The community’s need for an affordable child care program was one of the major factors pushing the project, according to Putta.

“Back in 2014, we had over 100 parents sign a petition saying they wanted an affordable child care program offered at the park,” Putta said. “But the government said the building wasn’t safe enough, which is one of the reasons for redesign.”

Putta said has made it a personal priority to ensure that a safe program for toddlers is offered at the rebuilt Stead center.

Many children and families also offered input on the redesign of the adjacent playground. The options given were equipment sets that were tall rather than wide, to conserve space for the expanded rec center.

A few community members expressed concern that the renovation would include too many amenities for children and not enough for adults, but others said they would like to see the inclusion of more indoor play areas.

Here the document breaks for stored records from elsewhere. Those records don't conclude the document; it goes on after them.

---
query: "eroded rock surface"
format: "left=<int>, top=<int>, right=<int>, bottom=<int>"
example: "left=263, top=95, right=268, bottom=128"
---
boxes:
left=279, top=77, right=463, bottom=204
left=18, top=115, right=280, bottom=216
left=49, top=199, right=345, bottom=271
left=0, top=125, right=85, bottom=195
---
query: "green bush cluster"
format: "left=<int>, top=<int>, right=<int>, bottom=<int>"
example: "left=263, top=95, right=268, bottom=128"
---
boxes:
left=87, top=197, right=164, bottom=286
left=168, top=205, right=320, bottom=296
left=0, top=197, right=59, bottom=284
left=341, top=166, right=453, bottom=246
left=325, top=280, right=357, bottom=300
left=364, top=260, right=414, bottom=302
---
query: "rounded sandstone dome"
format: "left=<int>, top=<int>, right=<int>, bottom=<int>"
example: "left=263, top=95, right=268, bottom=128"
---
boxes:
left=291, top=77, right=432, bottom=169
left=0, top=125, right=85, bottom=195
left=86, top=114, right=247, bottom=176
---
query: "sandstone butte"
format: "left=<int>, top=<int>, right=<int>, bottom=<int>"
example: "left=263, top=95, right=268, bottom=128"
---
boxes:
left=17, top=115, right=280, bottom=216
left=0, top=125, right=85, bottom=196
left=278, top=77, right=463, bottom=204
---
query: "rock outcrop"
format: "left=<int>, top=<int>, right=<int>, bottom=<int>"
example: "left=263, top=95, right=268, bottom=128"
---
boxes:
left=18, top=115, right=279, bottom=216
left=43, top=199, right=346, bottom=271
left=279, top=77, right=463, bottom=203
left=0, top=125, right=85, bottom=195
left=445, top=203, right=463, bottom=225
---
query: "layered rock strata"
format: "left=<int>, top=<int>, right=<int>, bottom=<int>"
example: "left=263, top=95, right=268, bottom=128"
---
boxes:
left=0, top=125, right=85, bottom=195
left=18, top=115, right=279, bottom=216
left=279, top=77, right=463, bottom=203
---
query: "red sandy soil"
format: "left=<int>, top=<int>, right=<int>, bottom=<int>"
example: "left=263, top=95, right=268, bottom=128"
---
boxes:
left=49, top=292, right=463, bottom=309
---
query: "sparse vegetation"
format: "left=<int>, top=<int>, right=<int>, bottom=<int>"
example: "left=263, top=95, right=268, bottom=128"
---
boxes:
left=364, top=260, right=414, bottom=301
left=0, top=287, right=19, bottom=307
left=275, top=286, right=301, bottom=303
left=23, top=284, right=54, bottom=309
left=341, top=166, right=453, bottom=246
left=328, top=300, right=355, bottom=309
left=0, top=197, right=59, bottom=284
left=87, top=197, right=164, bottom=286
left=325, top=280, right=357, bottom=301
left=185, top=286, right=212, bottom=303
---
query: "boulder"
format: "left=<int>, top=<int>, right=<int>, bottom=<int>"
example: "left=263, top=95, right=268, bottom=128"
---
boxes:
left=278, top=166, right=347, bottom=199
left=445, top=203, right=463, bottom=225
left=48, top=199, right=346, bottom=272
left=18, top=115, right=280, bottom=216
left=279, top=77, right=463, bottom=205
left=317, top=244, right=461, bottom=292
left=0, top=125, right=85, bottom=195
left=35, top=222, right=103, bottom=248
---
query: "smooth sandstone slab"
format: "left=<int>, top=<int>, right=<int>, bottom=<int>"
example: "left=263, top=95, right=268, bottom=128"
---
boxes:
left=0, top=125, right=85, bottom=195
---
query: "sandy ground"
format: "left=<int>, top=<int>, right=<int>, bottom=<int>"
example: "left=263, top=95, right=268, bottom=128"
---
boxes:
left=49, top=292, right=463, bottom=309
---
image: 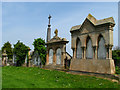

Kari Cunningham, president of the Friends of Stead Park, was pleased with the volume of comments coming from residents on what they would like to see in their park.

“Our purpose is to get community feedback from everyone, and really help try to corral the community around the vision,” Cunningham said. “Between now and the next meeting, we will produce an outline of what transpired and distribute a survey.”

A date for the next community meeting has not yet been finalized, but it is tentatively scheduled for Oct. 23 at Foundry United Methodist Church, 1500 16th St. NW. For more information, visit steadparkproject.org.

This post has been updated to correct the fiscal year in which the project will begin.